To even speak of ‘the uses of science’ is to be heretical in a nation that on one hand overvalues science and uses it for entertainment and escape, and on the other dismisses and ignores scientific findings about climate change and other ‘inconvenient truths.’
I’ve been thinking on science and spirituality because there’s a media mania about the moon landing 50 years ago this month. For those who can remember Neil Armstrong’s first steps on the moon, Apollo 11 evokes nostalgia for national pride and unity. Of course, the Vietnam War and the assassinations of Martin Luther King and Robert F. Kennedy attest that we had neither at the time.
For those under 5o who weren’t alive during the moon landing, its commemoration evokes fantasies of scientific, technological and commercial expansion into space. What was true in 1969 is twice as true today however: Space travel is juvenile without adequately addressing of our self-made problems here on earth.
Neil Armstrong was born in 1930. He was nine years old when World War II broke out, too young to be part of Tom Brokaw’s treacly ‘Greatest Generation” that fought in the last world war. The Apollo moon missions were the high point of America’s wealth and world dominance, and Armstrong embodied the best of the American character, which has since eroded so badly.
Armstrong first words as he stepped onto the moon, “That’s one small step for a man, one giant leap for mankind” (not “one small step for man,” given the garbled radio transmission of the time) weren’t the spontaneous utterance he later claimed, but carefully chosen and considered before the flight. So even he lied.
As for the flag, NASA was not going to include the Stars and Stripes on Apollo 11, and only did so at the last minute. Even the ex-military pilot astronauts thought erecting the flag was silly, and there was a full 10 minutes of radio silence after they did so. Not out of patriotic reverence, but embarrassment, since it was so patently absurd at such a historic moment for humankind to genuflect before a nationalistic symbol.
Science is not going to lead us out of our morass.
Consider how far we have advanced scientifically and technologically since the moon landings on one hand, and how we far have regressed into nationalism and narcissism on the other.
Scientific fact is a very different thing than the honest and steadfast intent to see and understand what is—truth with a small ‘t.’ And one cannot find out if there is timeless and total Truth unless one diligently strives to see what is within and without, which is constantly changing.

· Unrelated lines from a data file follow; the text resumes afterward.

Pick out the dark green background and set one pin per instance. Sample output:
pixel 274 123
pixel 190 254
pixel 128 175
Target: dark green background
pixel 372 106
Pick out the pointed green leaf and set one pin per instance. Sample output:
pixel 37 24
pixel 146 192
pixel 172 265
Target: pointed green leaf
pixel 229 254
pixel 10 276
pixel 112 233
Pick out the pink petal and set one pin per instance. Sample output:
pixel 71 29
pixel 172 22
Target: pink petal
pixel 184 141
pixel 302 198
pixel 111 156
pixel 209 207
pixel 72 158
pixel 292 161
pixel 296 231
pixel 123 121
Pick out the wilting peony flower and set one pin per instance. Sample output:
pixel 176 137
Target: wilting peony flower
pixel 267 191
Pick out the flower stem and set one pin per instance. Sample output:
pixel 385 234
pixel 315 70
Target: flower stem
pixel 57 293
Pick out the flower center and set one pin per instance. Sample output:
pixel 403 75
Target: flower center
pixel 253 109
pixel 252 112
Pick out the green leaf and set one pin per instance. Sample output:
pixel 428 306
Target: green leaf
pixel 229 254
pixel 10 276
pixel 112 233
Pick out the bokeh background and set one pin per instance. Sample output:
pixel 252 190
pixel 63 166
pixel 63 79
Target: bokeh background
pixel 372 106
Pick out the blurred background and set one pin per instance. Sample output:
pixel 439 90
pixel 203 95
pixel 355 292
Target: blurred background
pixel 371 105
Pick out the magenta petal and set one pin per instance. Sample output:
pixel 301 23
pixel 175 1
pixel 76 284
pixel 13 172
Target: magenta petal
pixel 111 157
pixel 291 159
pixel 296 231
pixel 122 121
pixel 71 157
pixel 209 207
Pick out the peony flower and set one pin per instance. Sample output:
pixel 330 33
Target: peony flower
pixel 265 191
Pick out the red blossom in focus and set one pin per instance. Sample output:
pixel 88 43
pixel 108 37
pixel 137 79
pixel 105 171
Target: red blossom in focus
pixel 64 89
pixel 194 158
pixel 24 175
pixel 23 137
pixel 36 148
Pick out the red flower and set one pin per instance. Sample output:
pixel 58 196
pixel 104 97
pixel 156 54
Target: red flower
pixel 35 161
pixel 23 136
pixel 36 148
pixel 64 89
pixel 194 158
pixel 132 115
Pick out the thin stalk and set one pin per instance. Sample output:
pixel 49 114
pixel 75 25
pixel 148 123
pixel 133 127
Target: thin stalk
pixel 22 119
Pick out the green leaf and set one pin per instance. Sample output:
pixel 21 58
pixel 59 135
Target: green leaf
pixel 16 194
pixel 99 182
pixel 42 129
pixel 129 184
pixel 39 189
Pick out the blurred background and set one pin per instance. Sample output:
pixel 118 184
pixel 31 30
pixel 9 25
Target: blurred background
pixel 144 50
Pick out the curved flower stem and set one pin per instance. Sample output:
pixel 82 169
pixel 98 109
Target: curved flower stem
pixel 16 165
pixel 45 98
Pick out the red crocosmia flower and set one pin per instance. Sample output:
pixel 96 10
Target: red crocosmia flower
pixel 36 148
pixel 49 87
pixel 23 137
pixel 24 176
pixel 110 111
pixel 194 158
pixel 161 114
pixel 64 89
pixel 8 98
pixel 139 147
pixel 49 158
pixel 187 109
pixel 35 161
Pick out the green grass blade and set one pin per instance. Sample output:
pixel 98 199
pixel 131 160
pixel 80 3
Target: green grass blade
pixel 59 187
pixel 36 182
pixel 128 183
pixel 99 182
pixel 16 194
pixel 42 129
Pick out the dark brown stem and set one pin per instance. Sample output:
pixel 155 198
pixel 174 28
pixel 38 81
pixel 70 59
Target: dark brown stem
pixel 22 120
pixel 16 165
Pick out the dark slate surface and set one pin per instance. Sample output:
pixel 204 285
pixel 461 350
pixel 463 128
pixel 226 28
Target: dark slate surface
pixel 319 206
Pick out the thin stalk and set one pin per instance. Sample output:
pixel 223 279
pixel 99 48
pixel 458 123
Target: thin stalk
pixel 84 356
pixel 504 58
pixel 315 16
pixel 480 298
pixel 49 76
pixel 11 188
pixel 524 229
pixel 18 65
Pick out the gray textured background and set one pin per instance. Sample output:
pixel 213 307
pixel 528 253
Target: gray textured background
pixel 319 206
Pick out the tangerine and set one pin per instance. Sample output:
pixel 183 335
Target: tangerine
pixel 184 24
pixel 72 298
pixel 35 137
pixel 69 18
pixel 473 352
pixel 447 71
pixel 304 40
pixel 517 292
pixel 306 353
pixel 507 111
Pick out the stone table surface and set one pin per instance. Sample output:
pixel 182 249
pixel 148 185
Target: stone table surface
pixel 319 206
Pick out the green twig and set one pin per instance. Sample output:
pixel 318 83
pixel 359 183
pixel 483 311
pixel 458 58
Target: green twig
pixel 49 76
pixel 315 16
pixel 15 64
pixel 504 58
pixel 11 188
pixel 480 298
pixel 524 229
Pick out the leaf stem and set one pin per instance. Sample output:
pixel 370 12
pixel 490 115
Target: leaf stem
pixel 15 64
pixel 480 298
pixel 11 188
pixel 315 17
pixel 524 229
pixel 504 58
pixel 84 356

It’s no accident or anomaly that America has a president who lies as effortlessly and unconsciously as he breathes. How many times a week does one hear or utter the absurd notion of ‘my truth and your truth?’ In such a culture, there is no such thing as truth, neither in the dynamic nor in the complete sense of the word.
Is the relativism of science responsible for this state of affairs? Partly, but a more basic reason is that philosophers have denied the possibility of the direct perception of what is. They have maintained the self-fulfilling prophecy that perception is always distorted to one degree or another because we are ineluctably ‘hermeneutical’ or interpretive creatures, and that there is no possibility of directly perceiving what is.
That is one of the primary lies, and we will continue to sink into the fetid swamps of our own making until enough of us challenge it.
Scientific fact cannot substitute for the ever-changing direct perception of the truth. Learning how to do that, and teaching children to do so from the earliest age, humanity will see how to wisely use the discoveries of science.
That’s part of having a religious mind, though it goes immeasurably further than that, voyaging into the pregnant silence of the universe itself.